From left: Nana at my wedding (she was nearly 91 years old here); mushing somewhere in Europe (she loved dogs); Nana looking down at my newborn sister in her arms (at 62 years).
I hate eulogies and am deathly afraid of speaking in public, but if I were to give my Nana's eulogy, it would go something like this:
98 years. Wow. That's 9 kids, 26 grandkids, and 16 great grandkids. Not to mention 2 world wars, and countless inventions of things we take for granted today. Despite the years behind her, my Nana always looked decades younger than her actual age. She was the most beautiful woman I know. If you asked her to reveal her fountain of youth, she would probably tell you it's her nightly application of Pond's Cold Cream, lemon only.
If you asked me, I would tell you her youthful beauty was due to her ability and decision to approach every potential problem with equanimity and humor. She had an uncanny ability to remain unfazed by pretty much anyone or anything, and she always had a quick retort for the most sarcastic of comments.
Nana was for a time my roommate, living in my mom's house after our Dodo died. During that time, she was the loudest champion of S, who was my boyfriend then. I'd come home in the wee hours, and she would open an eye and comment on the lateness of the hour or ask where we had gone. When we got married, she was as thrilled as a bride and as beautiful as one.
From Nana, I got a birthmark on my thigh in the shape of a seahorse, my love of books and all things canine, the unequaled pleasure of munching while feasting on a good book, and, I think, some measure of her emotional detachment and ability to let things just pass by. I may look like her, but her elegant beauty really was unparalleled.
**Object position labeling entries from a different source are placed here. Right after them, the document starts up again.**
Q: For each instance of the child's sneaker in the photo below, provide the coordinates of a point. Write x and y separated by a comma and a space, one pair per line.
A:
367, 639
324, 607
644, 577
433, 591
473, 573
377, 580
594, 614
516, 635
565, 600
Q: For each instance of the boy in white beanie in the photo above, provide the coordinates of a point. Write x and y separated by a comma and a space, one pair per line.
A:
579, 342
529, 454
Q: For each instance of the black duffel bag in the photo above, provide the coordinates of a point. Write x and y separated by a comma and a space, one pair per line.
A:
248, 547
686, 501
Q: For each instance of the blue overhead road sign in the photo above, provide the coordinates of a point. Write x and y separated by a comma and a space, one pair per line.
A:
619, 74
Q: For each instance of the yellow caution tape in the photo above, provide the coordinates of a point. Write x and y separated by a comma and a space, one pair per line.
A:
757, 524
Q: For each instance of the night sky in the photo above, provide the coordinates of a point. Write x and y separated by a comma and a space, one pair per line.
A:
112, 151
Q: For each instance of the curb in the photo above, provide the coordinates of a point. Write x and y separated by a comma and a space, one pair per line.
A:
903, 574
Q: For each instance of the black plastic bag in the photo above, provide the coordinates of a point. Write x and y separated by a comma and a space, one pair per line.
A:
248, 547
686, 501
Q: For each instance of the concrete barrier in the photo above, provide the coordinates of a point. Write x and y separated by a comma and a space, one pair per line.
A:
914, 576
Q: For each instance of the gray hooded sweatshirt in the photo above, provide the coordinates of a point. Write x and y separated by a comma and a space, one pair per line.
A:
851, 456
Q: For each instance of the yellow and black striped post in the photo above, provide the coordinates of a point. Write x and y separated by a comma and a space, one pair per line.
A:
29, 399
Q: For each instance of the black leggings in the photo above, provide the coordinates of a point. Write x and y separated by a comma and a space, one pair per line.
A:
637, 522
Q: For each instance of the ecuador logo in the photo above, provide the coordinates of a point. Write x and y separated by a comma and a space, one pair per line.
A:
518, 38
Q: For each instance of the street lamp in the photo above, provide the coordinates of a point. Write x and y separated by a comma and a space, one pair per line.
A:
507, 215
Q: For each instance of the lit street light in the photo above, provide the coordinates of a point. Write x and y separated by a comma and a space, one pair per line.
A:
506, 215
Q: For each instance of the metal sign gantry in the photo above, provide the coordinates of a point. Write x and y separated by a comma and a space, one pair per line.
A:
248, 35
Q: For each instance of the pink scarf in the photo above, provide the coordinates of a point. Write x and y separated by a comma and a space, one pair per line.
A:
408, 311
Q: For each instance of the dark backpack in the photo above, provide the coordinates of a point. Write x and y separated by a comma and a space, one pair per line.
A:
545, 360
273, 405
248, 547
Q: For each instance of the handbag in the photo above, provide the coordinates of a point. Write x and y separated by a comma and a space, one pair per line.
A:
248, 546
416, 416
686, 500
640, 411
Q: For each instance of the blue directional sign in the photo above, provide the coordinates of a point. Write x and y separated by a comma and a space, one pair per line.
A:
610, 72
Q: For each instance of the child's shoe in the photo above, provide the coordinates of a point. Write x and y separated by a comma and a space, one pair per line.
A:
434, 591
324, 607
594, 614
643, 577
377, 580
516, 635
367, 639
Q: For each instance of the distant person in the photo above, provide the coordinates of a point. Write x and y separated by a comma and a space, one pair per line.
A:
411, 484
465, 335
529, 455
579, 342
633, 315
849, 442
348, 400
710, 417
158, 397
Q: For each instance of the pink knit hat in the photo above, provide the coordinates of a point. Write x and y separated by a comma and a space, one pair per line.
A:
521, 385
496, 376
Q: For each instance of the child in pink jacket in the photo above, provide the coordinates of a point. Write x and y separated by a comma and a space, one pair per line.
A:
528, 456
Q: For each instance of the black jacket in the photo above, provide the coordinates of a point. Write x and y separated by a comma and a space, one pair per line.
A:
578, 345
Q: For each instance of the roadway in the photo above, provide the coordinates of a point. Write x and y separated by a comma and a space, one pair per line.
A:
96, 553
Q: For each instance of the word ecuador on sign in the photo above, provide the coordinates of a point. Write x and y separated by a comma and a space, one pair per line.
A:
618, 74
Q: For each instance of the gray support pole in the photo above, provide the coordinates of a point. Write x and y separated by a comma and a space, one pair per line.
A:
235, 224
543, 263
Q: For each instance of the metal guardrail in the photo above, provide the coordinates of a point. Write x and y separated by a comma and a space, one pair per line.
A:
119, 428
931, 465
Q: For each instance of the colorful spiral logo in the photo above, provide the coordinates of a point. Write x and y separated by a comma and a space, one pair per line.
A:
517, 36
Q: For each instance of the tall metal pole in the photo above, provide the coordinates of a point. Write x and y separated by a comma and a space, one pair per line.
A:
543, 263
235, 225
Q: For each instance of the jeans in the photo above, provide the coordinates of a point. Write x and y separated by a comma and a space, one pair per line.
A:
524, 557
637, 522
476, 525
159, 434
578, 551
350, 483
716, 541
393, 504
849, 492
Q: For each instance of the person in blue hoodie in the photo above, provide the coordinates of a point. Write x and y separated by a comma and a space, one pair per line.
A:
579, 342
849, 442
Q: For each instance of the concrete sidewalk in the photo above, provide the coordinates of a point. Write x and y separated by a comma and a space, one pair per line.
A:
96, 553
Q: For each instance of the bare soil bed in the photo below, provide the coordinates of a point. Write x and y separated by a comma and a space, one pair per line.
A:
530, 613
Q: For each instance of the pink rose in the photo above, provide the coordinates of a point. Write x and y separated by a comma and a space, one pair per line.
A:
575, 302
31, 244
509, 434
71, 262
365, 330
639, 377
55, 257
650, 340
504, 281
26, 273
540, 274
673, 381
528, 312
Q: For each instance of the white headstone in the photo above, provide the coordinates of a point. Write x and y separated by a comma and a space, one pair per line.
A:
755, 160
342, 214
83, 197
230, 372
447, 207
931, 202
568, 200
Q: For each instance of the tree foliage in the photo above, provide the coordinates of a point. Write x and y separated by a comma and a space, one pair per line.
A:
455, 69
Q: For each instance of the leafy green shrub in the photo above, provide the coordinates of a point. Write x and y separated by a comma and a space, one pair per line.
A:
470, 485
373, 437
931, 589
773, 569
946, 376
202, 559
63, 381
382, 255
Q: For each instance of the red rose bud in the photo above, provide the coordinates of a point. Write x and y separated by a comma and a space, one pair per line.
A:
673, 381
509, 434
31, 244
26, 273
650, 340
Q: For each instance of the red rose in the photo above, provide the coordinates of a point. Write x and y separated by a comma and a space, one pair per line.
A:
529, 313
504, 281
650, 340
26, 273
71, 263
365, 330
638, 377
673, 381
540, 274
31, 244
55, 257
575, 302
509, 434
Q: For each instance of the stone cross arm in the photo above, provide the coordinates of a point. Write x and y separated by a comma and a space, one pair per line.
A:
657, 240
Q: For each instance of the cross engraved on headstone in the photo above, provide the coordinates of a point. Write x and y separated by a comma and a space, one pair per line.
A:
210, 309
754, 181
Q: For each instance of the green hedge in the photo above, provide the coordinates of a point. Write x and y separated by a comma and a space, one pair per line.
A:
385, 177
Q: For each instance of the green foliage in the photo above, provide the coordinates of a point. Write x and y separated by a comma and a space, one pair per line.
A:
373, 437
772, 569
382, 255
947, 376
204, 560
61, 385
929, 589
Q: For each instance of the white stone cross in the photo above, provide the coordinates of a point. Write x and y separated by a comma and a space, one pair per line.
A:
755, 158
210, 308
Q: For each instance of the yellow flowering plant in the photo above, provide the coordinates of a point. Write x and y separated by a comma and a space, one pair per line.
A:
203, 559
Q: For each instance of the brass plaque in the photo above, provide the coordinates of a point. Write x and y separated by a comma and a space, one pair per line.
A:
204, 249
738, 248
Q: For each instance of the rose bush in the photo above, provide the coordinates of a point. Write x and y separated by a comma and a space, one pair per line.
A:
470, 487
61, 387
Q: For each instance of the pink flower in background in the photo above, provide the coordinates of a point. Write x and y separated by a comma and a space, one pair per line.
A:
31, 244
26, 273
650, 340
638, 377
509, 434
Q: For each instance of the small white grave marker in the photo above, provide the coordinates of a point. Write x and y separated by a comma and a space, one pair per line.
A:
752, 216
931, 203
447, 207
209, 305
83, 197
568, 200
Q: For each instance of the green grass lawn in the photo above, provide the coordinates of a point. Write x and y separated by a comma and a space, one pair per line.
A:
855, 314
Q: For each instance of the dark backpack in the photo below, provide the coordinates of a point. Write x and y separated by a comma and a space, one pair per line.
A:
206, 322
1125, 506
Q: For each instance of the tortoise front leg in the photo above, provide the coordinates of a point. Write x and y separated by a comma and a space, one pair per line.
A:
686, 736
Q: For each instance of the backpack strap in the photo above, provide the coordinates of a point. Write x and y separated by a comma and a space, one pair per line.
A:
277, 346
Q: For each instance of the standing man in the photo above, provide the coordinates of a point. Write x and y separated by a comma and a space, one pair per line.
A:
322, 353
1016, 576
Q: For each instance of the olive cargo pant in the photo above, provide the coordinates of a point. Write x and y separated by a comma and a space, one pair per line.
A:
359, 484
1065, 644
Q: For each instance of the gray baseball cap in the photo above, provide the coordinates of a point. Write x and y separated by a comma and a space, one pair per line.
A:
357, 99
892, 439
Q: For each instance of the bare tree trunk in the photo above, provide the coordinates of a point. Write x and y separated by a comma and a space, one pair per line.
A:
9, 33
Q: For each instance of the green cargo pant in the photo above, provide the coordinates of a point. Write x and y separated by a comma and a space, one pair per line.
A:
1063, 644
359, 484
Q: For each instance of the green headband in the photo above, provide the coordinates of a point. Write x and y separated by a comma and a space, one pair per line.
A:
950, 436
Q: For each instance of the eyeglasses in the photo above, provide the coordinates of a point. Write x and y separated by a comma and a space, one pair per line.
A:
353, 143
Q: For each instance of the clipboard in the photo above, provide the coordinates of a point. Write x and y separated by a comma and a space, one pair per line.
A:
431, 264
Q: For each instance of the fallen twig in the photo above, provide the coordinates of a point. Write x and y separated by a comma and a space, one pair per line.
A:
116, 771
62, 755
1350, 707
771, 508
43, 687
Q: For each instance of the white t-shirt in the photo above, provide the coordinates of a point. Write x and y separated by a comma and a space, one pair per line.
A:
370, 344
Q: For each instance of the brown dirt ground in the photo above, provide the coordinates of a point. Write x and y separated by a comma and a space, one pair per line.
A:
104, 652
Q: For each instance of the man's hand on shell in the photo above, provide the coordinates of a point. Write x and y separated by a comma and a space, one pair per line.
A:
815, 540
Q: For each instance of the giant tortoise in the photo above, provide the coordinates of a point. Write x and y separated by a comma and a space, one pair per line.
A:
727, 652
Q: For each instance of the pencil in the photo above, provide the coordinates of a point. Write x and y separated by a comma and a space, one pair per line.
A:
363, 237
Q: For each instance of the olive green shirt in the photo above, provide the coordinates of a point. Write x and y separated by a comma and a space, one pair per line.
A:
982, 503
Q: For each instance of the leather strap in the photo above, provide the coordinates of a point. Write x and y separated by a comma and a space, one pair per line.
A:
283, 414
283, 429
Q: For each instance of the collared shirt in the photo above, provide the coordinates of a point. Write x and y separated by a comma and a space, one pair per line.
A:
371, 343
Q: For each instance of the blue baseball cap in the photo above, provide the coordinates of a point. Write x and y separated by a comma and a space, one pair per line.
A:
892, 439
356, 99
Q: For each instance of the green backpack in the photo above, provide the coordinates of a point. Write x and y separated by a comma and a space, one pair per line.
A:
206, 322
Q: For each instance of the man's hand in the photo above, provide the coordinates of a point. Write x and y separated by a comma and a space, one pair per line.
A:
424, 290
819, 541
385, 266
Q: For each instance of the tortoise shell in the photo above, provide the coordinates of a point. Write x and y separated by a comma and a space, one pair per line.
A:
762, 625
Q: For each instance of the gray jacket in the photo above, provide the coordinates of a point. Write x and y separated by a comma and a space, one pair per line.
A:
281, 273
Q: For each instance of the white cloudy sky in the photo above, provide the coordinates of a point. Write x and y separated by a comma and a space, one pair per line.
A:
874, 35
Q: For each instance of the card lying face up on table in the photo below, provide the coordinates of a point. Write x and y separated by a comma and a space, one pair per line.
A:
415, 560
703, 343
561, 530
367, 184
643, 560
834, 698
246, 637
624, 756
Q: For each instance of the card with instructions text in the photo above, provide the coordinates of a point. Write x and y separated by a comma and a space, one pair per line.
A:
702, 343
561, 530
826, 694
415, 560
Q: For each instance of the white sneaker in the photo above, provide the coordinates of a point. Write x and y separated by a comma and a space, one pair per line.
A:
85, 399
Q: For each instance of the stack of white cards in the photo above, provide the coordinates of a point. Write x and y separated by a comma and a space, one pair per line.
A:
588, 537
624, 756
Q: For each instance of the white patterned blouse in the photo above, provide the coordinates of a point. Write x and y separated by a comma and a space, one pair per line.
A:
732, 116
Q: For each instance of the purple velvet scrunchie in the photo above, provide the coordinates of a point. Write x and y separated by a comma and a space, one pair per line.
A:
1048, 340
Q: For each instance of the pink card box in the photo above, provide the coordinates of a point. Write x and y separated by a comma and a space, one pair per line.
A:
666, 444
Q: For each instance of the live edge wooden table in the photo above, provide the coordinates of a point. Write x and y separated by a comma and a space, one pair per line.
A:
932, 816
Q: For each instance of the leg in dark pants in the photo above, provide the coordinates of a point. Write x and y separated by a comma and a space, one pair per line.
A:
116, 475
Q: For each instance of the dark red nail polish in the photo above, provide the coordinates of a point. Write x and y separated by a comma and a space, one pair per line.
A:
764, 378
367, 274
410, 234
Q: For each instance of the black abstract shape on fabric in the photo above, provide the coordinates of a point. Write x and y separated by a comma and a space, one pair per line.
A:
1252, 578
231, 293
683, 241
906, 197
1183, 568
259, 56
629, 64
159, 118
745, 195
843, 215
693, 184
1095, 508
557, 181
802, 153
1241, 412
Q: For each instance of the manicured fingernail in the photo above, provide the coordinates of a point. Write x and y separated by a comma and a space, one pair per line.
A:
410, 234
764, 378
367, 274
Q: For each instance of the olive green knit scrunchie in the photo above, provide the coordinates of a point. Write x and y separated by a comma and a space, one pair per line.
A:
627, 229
Despite her age, I held a secret hope for a miracle: that she would stand up and walk and just be with us like she used to. To think that I will never again enter a room and see her reading one of her romance novels or watching a sappy movie, that I will no longer hear her laughter or feel her gentle hand in mine or hear her from the next bed say, "Gute nacht"... it was inevitable and yet it is inconceivable. The rest of my life will be peppered with memories of this last grandparent who was such a bright light in my life.
And now, we have one more of us resting in peace, yet another angel in heaven watching over us.